Risklists

Introduction¶

The RisklistMgr class of the risklists module allows you to fetch risklists. A risklist is a file that contains a list of indicators with different levels of maliciousness. These risklists are often used as correlation files in SIEM tools.

In Recorded Future, the concept of a "default" risklist means a risklist with usually up to 100,000 indicators with a score from 65 and above.

See the API Reference for internal details of the module.

Notes¶

The fetch_risklist method returns a generator object. If it needs to be saved to a file, you should transform it to a list first.
Even though there are CSV-based risklists, PSEngine converts them to JSON.
With this module, fetching custom risklists is possible if any has been built for your enterprise.

Examples¶

Warning

The following examples demonstrate how to use this module. Be sure to add appropriate error handling as needed; all possible errors for each method or function are listed in the API Reference page.

Additionally, you must configure the RF_TOKEN environment variable before getting started. For instructions, see Learn.

1: Fetch and save the default domain risklist as JSON¶

In this example, we fetch the risklist with the fetch_risklist method, giving the arguments of default for the type of risklist and domain for the type of indicator. Since the file is converted by PSEngine into a JSON-like structure, we can convert the generator to a list and then save it to a file with json.dumps.

import json
from pathlib import Path

from psengine.risklists import RisklistMgr

OUTPUT_DIR = Path.cwd() / 'risklists'
OUTPUT_DIR.mkdir(exist_ok=True)


mgr = RisklistMgr()

risklist = list(mgr.fetch_risklist('default', 'domain'))

out_file = OUTPUT_DIR / 'default_domain_risklist.json'
out_file.write_text(json.dumps(risklist, indent=4))

After executing the script, you should have a file called default_domain_risklist.json in the risklists directory. However, you will see the content of the EvidenceDetails block is a JSON-like string.

To have a complete JSON, we can use the validate argument of the fetch_risklist method to:

Validate that each entry of the risklist respects a model
Dump the validated model with the fields we need

In the code below, we are performing the same operations but passing the DefaultRiskList object (a pydantic model) to fetch_risklist, and saving the results to a file.

What will happen is that while the risklist is converted to JSON, it also gets validated.
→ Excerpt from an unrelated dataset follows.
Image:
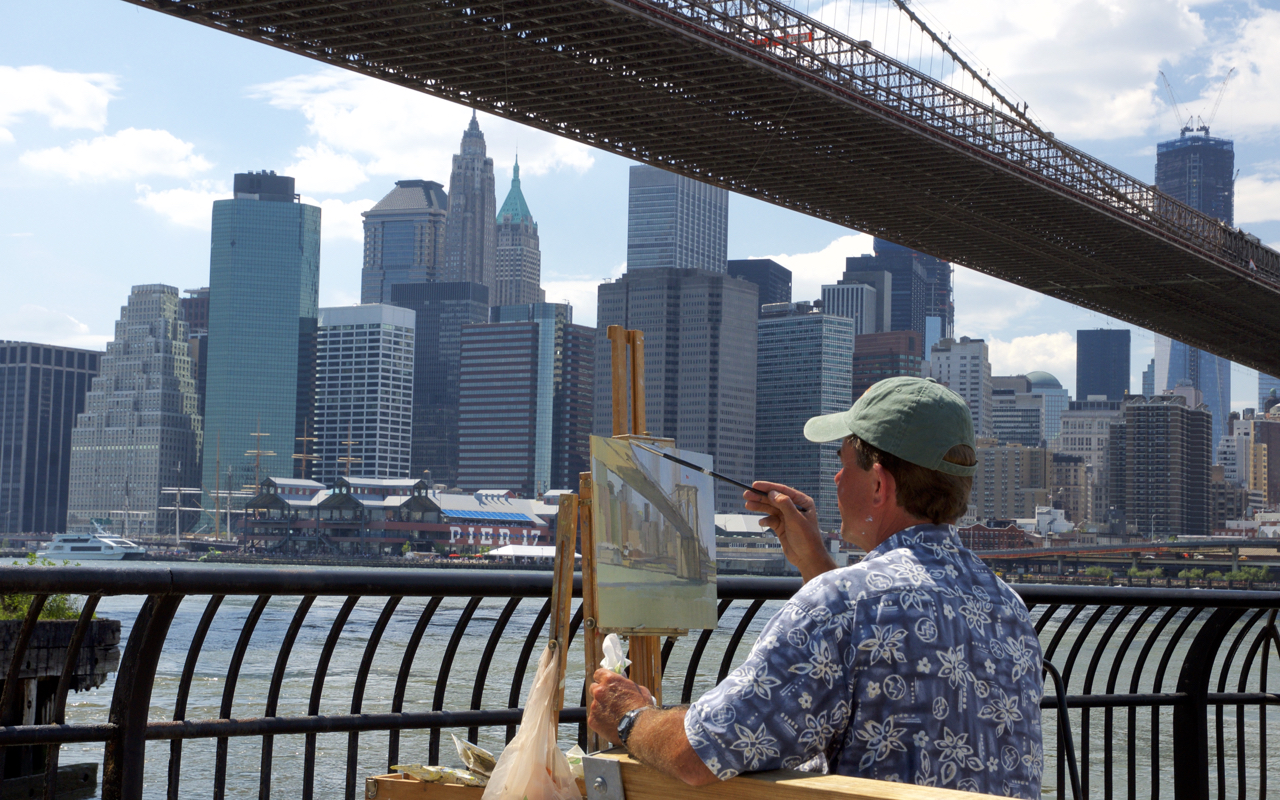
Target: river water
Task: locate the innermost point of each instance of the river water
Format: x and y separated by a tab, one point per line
245	754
The DefaultRiskList model is already present in PSEngine, but a custom model can be used as well; see Example 2.

import json
from pathlib import Path

from psengine.risklists import RisklistMgr
from psengine.risklists.models import DefaultRiskList

OUTPUT_DIR = Path.cwd() / 'risklists'
OUTPUT_DIR.mkdir(exist_ok=True)

mgr = RisklistMgr()

risklist = list(
    mgr.fetch_risklist(
        'default', 'domain', validate=DefaultRiskList
    )
)

out_file = (
    OUTPUT_DIR / 'default_domain_risklist_validated.json'
)
out_file.write_text(
    json.dumps(
        [entry.json() for entry in risklist], indent=4
    )
)

2: Fetch and save a custom risklist as JSON and perform validation¶

In this example, we assume that we want to build a script that ingests the Threat Actor–related indicators from the Recorded Future risklist ta_ip_risklist_v2.csv.
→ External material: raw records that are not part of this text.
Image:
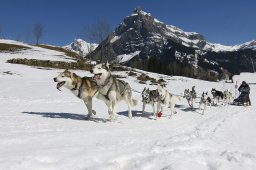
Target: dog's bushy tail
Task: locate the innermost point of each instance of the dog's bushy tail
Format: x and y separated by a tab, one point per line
134	102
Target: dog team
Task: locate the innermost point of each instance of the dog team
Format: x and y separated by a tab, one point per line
104	86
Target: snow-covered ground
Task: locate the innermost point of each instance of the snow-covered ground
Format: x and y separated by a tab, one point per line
44	129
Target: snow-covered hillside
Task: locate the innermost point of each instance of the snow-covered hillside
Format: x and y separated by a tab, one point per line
45	129
81	47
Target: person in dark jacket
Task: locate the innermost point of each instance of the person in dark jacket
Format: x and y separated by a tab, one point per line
244	90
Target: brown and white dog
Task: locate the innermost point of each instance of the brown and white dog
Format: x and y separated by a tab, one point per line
82	87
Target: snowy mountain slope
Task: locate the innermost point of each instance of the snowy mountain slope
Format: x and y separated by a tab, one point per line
34	53
43	128
81	47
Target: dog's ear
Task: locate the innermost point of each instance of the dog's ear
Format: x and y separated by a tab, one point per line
98	62
74	78
107	65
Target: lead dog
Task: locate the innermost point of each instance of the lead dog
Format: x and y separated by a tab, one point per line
112	90
205	100
166	99
149	97
82	87
217	95
190	96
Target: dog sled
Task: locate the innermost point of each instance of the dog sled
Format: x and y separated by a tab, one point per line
242	100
The risklist has the following headers:

Name,
Risk,
RiskString,
EvidenceDetails,
Sources,
ThreatActorIDs,
ThreatActorNames,
ThreatActorAliases,
ThreatActorCategories,
ThreatActorNotes,
IndicatorNotes

We want to validate and save the risklist without the EvidenceDetails, Sources, and the related notes fields. These fields have been excluded only for the sake of making the example shorter.

This example is a bit longer, but what we are doing is defining the TARisklist model, which inherits from RFBaseModel. In the TARisklist model, we define how the fields should be organized based on the needs of our tool. We could have left the fields untouched, but it is often required to slightly manipulate some of the data for easier ingestion.
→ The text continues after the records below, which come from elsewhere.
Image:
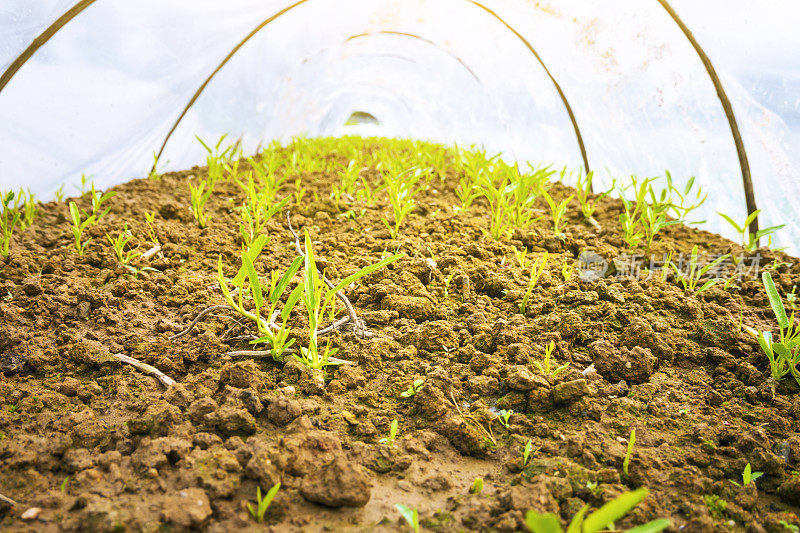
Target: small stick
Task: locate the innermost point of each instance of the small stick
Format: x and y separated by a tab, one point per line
202	313
8	500
144	367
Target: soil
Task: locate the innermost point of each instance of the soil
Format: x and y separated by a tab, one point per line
98	445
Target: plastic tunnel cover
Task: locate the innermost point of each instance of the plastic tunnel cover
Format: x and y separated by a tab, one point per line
100	97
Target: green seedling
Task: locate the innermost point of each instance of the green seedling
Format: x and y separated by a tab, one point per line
263	504
401	188
248	285
748	476
413	389
447	281
527	451
629	453
318	298
411	516
80	221
690	280
784	355
505	415
599	520
566	269
119	242
257	210
546	368
389	441
9	218
150	219
557	211
536	272
716	505
98	199
199	197
477	486
750	240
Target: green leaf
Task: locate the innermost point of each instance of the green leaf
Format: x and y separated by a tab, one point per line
543	523
613	510
775	300
255	283
365	271
651	527
285	279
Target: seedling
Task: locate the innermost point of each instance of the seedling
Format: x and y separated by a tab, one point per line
748	476
716	505
149	219
599	520
527	451
477	486
626	462
248	284
317	301
98	199
9	218
447	281
557	211
119	242
263	504
692	278
504	416
413	388
566	269
389	441
401	188
546	368
80	221
536	272
411	516
784	356
750	240
199	197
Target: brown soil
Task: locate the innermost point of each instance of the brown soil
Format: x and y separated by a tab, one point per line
100	446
The whole data manipulation is done using only pydantic constructs, like BeforeValidator and @field_validator. They transform the data from one shape to another, specifically from a dictionary to a list of dictionaries and from a JSON-like string to a JSON object, respectively.

Once the model is defined, we can fetch the risklist, validate the content, and save it to a file, same as the previous examples.

import json
from pathlib import Path
from typing import Annotated, Union

from psengine.common_models import RFBaseModel
from psengine.risklists import RisklistMgr
from pydantic import BeforeValidator, Field, field_validator

OUTPUT_DIR = Path.cwd() / 'risklists'
OUTPUT_DIR.mkdir(exist_ok=True)


class TADetail(RFBaseModel):
    """Threat actor details."""

    id_: str = Field(alias='id')
    value: Union[list[str], str]


def arrange_data(data) -> list[dict]:
    """Unpacking fields as a list of dictionaries."""
    data = json.loads(data)
    return [{'id': k, 'value': v} for k, v in data.items()]


class TARisklist(RFBaseModel):
    """Custom TA Risklist validator."""

    ioc: str = Field(validation_alias='Name')
    risk_score: int = Field(validation_alias='Risk')
    risk_string: str = Field(validation_alias='RiskString')
    ta_ids: list[str] = Field(
        validation_alias='ThreatActorIDs'
    )
    ta_names: Annotated[
        list[TADetail], BeforeValidator(arrange_data)
    ] = Field(validation_alias='ThreatActorNames')
    ta_aliases: Annotated[
        list[TADetail], BeforeValidator(arrange_data)
    ] = Field(validation_alias='ThreatActorAliases')
    ta_categories: Annotated[
        list[TADetail], BeforeValidator(arrange_data)
    ] = Field(validation_alias='ThreatActorCategories')

    @field_validator('ta_ids', mode='before')
    @classmethod
    def parse_ta_ids(cls, field: str) -> list[str]:
        """ta_ids field from string to list."""
        return json.loads(field)


mgr = RisklistMgr()
risklist = list(
    mgr.fetch_risklist(
        '/public/risklists/ta_ip_risklist_v2.csv',
        validate=TARisklist,
    )
)

out_file = OUTPUT_DIR / 'ta_risklist_ip.json'
out_file.write_text(
    json.dumps(
        [entry.json() for entry in risklist], indent=4
    )
)